The Vortex was thus becoming a reality. Joshua quickly purchased 2 kg of Ninjaflex, and started developing a series of STL files suitable for the modules. ‘There were 10 different modules each ranging in size and density to fulfill different functions and aesthetic requirements,’ he says. Over 200 hours of printing followed to produce the 167 modules, as well as 200 ABS caps for extra comfort.

‘Printing took approximately 7 days, with an average of 3 printers running simultaneously. At peak production 5 printers were being used purely on my job,’ the Australian student boasts. Though obviously, this entire process wasn’t without its problems as clogging was a constant issue. This meant purging the 3D printer with a rigid material like ABS between each new print. ‘Despite my best efforts often the resulting prints were quite messy, with the Ninjaflex bridging between what should be hollow sections and inhibiting the squishiness of the print. As such each and every print was thoroughly cleaned with scissors and support material removed by drilling through the part,’ he adds.

And with printing well underway, Joshua also set out cutting 192 identical blocks, as well as a cube to which all parts could be affixed. ‘The random staggered look was achieved by manually laying out the blocks on the floor and was not necessarily influenced by a parametric model. Placing the blocks became increasingly difficult as more and more pieces were installed as I had not allowed for any tolerance between the blocks,’ Joshua says of the messy assembly. ‘This became such an issue that after the first face was complete, I went back and shaved off 1-2mm of each of the old blocks to compensate for the lack of space.’

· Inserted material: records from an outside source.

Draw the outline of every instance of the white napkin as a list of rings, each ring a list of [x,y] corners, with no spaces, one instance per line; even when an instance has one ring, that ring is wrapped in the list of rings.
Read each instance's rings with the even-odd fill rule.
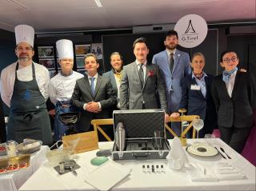
[[[206,169],[198,164],[190,164],[186,173],[191,181],[218,181],[218,177],[210,168]]]
[[[85,177],[85,181],[99,190],[109,190],[128,177],[130,169],[114,161],[99,166]]]
[[[173,139],[171,149],[166,158],[168,159],[169,168],[172,169],[181,169],[185,162],[187,162],[186,154],[178,137],[174,137]]]
[[[245,178],[245,174],[239,172],[237,168],[230,164],[217,164],[214,172],[219,180],[236,180]]]

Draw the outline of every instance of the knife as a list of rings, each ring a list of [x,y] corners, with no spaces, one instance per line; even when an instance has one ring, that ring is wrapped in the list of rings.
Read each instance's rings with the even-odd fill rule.
[[[217,149],[216,146],[214,146],[214,148],[218,150],[218,152],[222,155],[223,158],[226,159],[226,157],[225,157],[225,156]]]

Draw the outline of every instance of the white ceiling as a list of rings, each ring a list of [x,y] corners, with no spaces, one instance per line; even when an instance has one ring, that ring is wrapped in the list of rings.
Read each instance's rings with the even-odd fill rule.
[[[207,23],[253,22],[256,0],[0,0],[0,29],[18,24],[36,32],[130,28],[175,23],[195,14]]]

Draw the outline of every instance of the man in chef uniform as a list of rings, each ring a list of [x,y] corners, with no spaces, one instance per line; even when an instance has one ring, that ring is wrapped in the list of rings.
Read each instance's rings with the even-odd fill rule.
[[[18,61],[1,73],[1,97],[10,107],[7,140],[22,142],[25,138],[52,143],[46,101],[49,97],[48,70],[32,61],[34,54],[33,27],[15,27]]]
[[[55,105],[54,141],[58,141],[70,130],[68,125],[63,123],[61,116],[67,113],[70,117],[76,117],[75,114],[78,114],[77,109],[70,104],[70,101],[76,80],[83,78],[83,75],[72,70],[74,66],[72,42],[66,39],[58,40],[56,42],[56,48],[62,71],[50,79],[49,94],[50,101]],[[70,127],[75,129],[72,131],[79,132],[75,125]]]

However, the results are impressive. The Voxel ended up to be a visually very impressive piece of furniture that definitely encourages reflection on efficient and multifunctional additions to increasingly smaller and crowded homes. The only caveat is, like mentioned earlier, that it doesn’t work quite as well as initially intended. ‘There is little to no observable difference between the stool face and the seat face which was not as resolved as it could have been. The table’s uneven surface also makes it unsuitable for many applications, however still functions for larger items such as books, magazines and phones,’ Joshua adds. However, it is definitely a piece that can be improved upon in further iterations.

So how did the student experience the potential of 3D printing? Just like most of us, he found them to be potent but far from perfect. ‘The printers are very temperamental often breaking down for obscure reasons. The FDM printers are also extremely limited in what they can produce as they are dependent on bed size and support material in many cases,’ he reflects.

Nonetheless, he calls them extremely powerful fabrication tools as well, that could definitely serve a purpose in the furniture world. ‘I believe there is enormous potential for flexible 3D printed furniture that is capable of varying in density. Given more time the next phase of the project would push the potentials of flexible printing even further by making every 3D printed element bespoke, as well as removing the timber entirely to develop a network which responds differently,’ he says. ‘Given a large enough print bed [furniture] could be printed anywhere by anyone.’ And in that respect, we probably haven’t seen the last of Joshua.